Southerners have some funny ideas about how unions work, so they're not big here. Most of those ideas have come from the government and the employers, people with an axe to grind anti-union wise. (right now, the Governor is trying to get the State Employees Association, ruled AS a union, so she can break them. And their complaint? The Gov, the Dept Heads and the General Assembly ALL got raises this year, the state employees did not.)

But I digress, I've hired plenty of people, and I've made them miserable enough that they quit when I wanted them gone. (hell, I've done that to co-workers I didn't like) Here in NC, it's almost impossible to get Unemployment if you QUIT. And in a roundabout way, employers are penalized for firing people, so I've avoided it. But having said that, I was taught, by a family of supervisors, managers and Superintendents, to use the law to do my bidding, where troublesome employees are concerned.

If those protesting employees were within the law, I'd leave them be. If they are doing their jobs, again, I'd leave them be. But how often are the hard working employees the ones wiling to strike or make waves.

Here's what you may NOT have thought about in this particular situation. The grand majority of hotel rooms are booked and one night guaranteed in advance. People are most likely not going to walk away from the $80, $90, or $120 they agreed to pay for that first night, because of a strike. And once you're in a hotel, would you leave? Most people won't. Another business would definitely be different in my mind.

Now back to the law.

If I feel those people are hurting my business, it will be in their best interest to do everything I tell them, be on time, be dressed right, be good with customers etc. Because I have been known to write up, suspend, etc to get employees to quit. Most businesses have in their employee rules, the right and power to suspend employees for 1 day, then 3 days then 5 days, even up to 10 days one place I worked.
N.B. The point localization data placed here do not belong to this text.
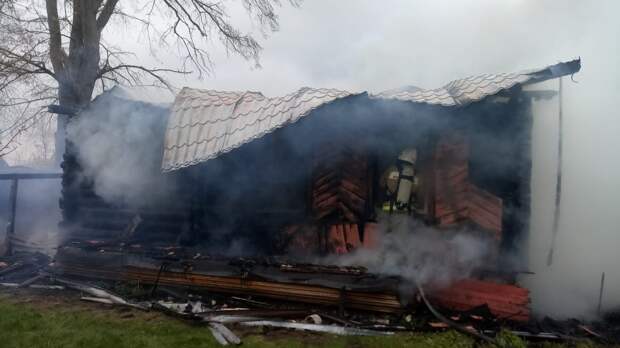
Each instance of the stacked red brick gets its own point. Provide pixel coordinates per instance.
(456, 199)
(340, 185)
(505, 301)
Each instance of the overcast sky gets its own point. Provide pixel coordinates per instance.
(376, 45)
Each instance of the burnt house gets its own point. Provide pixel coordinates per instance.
(313, 173)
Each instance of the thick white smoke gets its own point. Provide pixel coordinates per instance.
(119, 143)
(415, 252)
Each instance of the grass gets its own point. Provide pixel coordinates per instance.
(32, 325)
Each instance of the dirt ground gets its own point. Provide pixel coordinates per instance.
(58, 318)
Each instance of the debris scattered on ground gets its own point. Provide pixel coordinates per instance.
(223, 314)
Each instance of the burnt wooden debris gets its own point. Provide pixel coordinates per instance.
(302, 181)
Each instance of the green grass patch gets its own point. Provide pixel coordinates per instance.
(61, 325)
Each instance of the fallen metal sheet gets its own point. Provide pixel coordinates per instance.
(505, 301)
(332, 329)
(100, 293)
(218, 336)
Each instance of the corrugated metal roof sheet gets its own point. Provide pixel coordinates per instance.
(204, 124)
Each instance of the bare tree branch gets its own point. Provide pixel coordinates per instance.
(57, 54)
(106, 13)
(53, 50)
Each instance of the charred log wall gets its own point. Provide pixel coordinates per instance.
(500, 161)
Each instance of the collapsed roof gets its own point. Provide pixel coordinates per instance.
(205, 123)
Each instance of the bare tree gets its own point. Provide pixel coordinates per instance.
(54, 51)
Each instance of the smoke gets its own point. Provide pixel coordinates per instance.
(119, 144)
(411, 250)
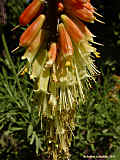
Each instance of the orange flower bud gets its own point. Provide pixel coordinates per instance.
(30, 33)
(84, 29)
(89, 6)
(30, 12)
(60, 7)
(51, 54)
(34, 47)
(72, 29)
(65, 41)
(83, 13)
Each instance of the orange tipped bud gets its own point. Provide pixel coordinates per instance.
(51, 54)
(30, 12)
(60, 7)
(89, 6)
(72, 29)
(83, 14)
(30, 33)
(34, 46)
(84, 29)
(65, 41)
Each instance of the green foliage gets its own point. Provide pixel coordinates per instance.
(98, 120)
(98, 123)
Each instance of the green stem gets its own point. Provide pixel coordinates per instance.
(14, 71)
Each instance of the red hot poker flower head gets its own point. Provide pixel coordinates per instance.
(51, 55)
(30, 12)
(84, 29)
(83, 13)
(89, 6)
(65, 41)
(60, 7)
(72, 29)
(30, 33)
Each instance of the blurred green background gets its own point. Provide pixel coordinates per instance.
(98, 120)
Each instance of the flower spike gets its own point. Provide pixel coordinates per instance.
(30, 33)
(30, 12)
(72, 29)
(65, 41)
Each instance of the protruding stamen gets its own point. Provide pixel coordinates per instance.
(15, 27)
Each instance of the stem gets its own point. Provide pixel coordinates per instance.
(14, 71)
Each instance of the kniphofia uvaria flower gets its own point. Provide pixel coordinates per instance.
(58, 50)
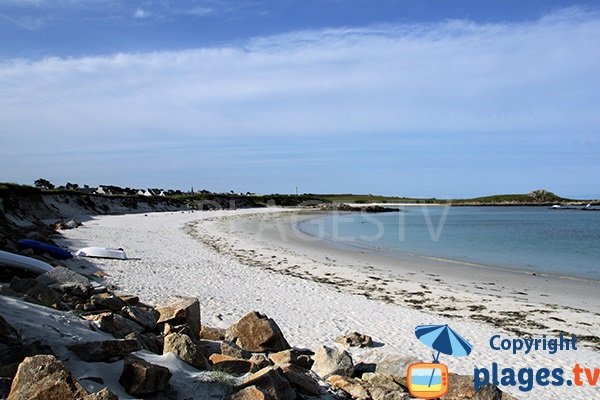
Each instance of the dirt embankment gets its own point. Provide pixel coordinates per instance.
(27, 212)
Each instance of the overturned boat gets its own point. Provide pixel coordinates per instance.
(102, 252)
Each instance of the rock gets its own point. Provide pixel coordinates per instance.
(131, 299)
(184, 329)
(103, 394)
(331, 361)
(353, 387)
(147, 318)
(381, 380)
(12, 354)
(148, 342)
(182, 311)
(257, 333)
(208, 333)
(395, 365)
(106, 350)
(291, 356)
(231, 365)
(355, 339)
(5, 387)
(70, 224)
(300, 379)
(141, 378)
(231, 349)
(272, 382)
(114, 323)
(43, 377)
(251, 393)
(67, 281)
(260, 360)
(461, 387)
(40, 293)
(107, 301)
(185, 348)
(489, 392)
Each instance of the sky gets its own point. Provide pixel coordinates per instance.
(424, 98)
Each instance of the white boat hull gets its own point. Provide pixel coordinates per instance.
(102, 252)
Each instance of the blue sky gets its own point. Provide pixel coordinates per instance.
(416, 98)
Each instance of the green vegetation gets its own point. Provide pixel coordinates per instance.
(537, 197)
(208, 200)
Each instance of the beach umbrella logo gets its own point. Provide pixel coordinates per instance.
(430, 380)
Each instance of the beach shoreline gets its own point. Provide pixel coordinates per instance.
(217, 257)
(521, 302)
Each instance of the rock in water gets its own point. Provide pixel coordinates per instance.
(182, 311)
(67, 281)
(104, 350)
(251, 393)
(354, 387)
(271, 381)
(43, 377)
(330, 361)
(103, 394)
(141, 378)
(185, 348)
(355, 339)
(257, 333)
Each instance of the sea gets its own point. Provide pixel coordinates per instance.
(541, 240)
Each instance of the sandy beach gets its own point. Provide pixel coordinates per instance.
(254, 259)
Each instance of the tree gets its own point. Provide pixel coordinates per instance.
(44, 184)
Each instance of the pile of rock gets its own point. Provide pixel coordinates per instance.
(253, 352)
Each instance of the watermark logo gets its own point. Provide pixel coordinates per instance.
(430, 380)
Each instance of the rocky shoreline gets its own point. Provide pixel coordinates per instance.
(249, 360)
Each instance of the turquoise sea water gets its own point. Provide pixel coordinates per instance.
(535, 239)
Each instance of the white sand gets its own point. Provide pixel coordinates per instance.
(173, 254)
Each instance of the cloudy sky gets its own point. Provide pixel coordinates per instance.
(405, 97)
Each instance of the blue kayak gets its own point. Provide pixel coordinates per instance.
(54, 251)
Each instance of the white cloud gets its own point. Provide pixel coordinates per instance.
(140, 13)
(535, 81)
(199, 11)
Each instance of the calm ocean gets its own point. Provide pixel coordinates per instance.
(536, 239)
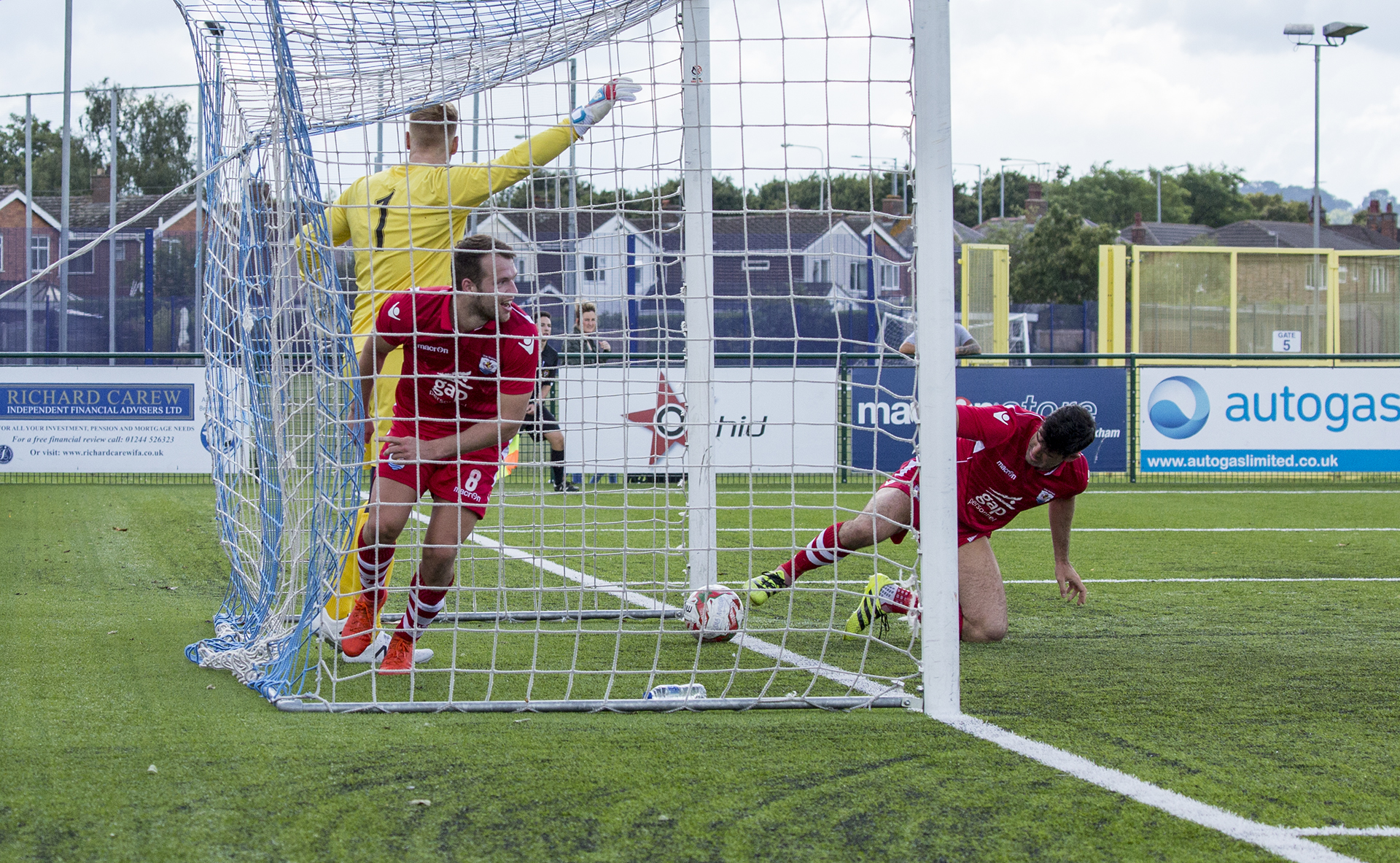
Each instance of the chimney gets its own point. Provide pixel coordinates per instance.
(1035, 205)
(101, 185)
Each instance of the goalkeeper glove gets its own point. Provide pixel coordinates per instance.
(616, 90)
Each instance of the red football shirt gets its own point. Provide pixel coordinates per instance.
(450, 379)
(995, 482)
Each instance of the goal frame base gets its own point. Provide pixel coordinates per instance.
(621, 705)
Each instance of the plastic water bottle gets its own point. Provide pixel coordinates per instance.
(677, 691)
I'd simply write them up, then suspend them for 1 day, let them come back one day, suspend them for 3 days, let them come back one day, and suspend them the full 5 days. It's been my experience that doing that, denying them that 9 days of pay, over just 2 1/2 weeks generally gets them to go elsewhere. After one or two employees see you do that, the word is out among the workers and when I suspended them for 3 days, they just never came back.

Problem solved.

It's also been my experience as both a patron and a peon, that the folks that will strike in front of a business will tend to be slack workers during that, and I'd use company rules and the law to get rid of them. I most probably would not have fired them JUST for protesting, I'd have shoved them out some other way.

But too me, it ALL goes back to protecting "my people". I've quit jobs working for screwed up companies like Sheraton. Companies that think money is made by screwing the customers and the employees are NOT for me. And I'd bet my bottom dollar, knowing Sheraton, that these people had legitimate gripes.

BOW said...

"Unions", like all their parasitic "liberal", "progressive" members and ilk, want to control everything; they want to bleed dry their hosts with as little productive effort as possible.